Intérprete chega aos 61 anos com raízes no passado musical, mas antenada com a nova geração

Figura ímpar da música brasileira, pela alta carga de dramaticidade que imprime a cada canção, a cantora baiana Maria Bethânia chega aos 61 anos, nesta segunda-feira, 18 de junho, ostentando o título de única diva em atividade da MPB. Isto porque é a única de sua geração que está no auge da carreira. Ao mesmo tempo em que se permite cantar os clássicos de autores do passado, ela também se mostra uma das melhores intérpretes dos grandes compositores de sua geração, destacando o irmão Caetano Veloso e Chico Buarque de Hollanda. Bethânia ainda consegue coerência quando abriga a nova geração sob seu canto. Ana Carolina, Arnaldo Antunes, Adriana Calcanhotto, Chico César, Vanessa da Mata e Lenine estão entre os que lhe deram o passaporte para a contemporaneidade, ao compor enxergando sua interpretação.

Além de colegas de ofício, muitos são os que se rendem à sua majestade. Em terras brasileiras, Bethânia se tornou a primeira mulher a superar a marca de 1 milhão de cópias vendidas de um álbum (Álibi, de 1978).
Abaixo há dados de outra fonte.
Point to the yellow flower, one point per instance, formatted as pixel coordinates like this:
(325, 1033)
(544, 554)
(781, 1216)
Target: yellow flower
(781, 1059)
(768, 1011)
Ainda hoje, detém o título de segunda artista feminina que mais vendeu discos na história do Brasil, com 24 milhões de cópias. O primeiro lugar foi cedido pelo público infantil à apresentadora Xuxa, que alcançou 30 milhões de cópias. No site de relacionamento Orkut, são mais de 180 comunidades dedicadas à cantora, algumas nada modestas, como “Bethânia – entidade de luz”.

O reconhecimento internacional ao seu talento pode ser expresso na comparação, feita pelo jornal americanoThe New Times, em 1998, entre ela, Billie Holiday e Edith Piaf, sendo estas últimas duas das maiores intérpretes da música mundial.
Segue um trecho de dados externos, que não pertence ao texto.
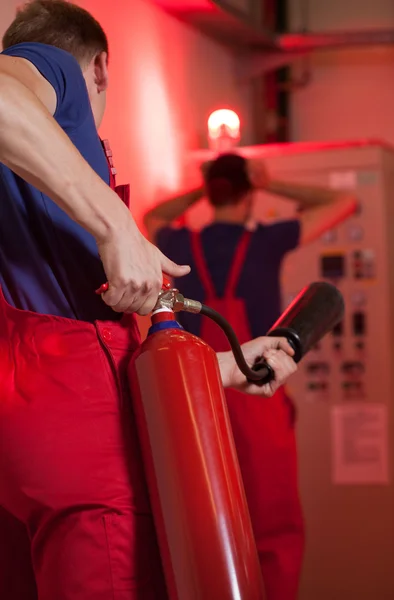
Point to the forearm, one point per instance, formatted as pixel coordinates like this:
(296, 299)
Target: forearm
(307, 196)
(34, 146)
(173, 208)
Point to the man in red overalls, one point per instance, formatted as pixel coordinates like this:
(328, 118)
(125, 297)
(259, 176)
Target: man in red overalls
(75, 521)
(235, 269)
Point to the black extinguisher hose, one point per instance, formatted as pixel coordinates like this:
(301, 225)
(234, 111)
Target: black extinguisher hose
(261, 372)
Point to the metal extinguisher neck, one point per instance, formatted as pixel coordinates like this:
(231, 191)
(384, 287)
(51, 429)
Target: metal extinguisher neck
(163, 319)
(162, 315)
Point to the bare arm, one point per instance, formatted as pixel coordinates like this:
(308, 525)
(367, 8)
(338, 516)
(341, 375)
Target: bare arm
(165, 213)
(34, 146)
(320, 208)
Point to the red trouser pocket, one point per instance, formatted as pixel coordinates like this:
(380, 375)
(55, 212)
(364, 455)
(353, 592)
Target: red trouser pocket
(133, 555)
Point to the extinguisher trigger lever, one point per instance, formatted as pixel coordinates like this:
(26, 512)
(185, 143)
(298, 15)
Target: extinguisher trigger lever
(174, 301)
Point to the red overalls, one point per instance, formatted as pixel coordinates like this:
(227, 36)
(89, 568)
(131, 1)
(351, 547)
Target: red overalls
(265, 441)
(74, 507)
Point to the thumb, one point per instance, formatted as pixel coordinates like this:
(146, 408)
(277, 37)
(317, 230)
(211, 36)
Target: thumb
(172, 269)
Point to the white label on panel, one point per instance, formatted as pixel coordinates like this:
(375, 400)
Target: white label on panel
(343, 180)
(360, 444)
Tudo isso pode ser apontado como resultado da coesão de seus 44 anos de carreira. Ao reverenciar compositores atuais ou do passado, Maria Bethânia torna uniforme um repertório que, a princípio, poderia ser considerado desconexo. Com seu timbre firme e a interpretação dramática, ela praticamente se torna co-autora das canções que entoa. Para os fãs, essas características lhe tornam a última cantora de uma linhagem descendente das “rainhas do rádio”. Os que não gostam do estilo já lhe deram a chancela de “cantora de churrascaria”.

Em sua trajetória, Bethânia nunca se rendeu a movimentos musicais e só cantou o que quis. Por isso, brigou com executivos de diversas gravadoras até chegar à independente Biscoito Fino, em 2002, onde aproveita da liberdade para realizar projetos conceituais e corajosos, como Brasileirinho (em que revê a trajetória de formação ultural da nossa gente) e Mar de Sophia e Pirata, estes lançados simultaneamente em 2007, tendo a água do salgada e a água doce como mote criativo.

"Só canto o que quero, com quem quero, como e quando quero. Nunca entendi nenhum movimento, porque não tenho paciência. Não posso jamais ser uma cantora de bossa nova, uma cantora de protesto, uma cantora tropicalista. Como cada dia eu quero cantar uma coisa, prefiro não me ligar à nada e a ninguém, para poder cantar o que o meu coração mandar", disse, certa vez. Ao mesmo tempo em que mantêm uma identidade durante toda a carreira, Maria Bethânia é plural. Saravá.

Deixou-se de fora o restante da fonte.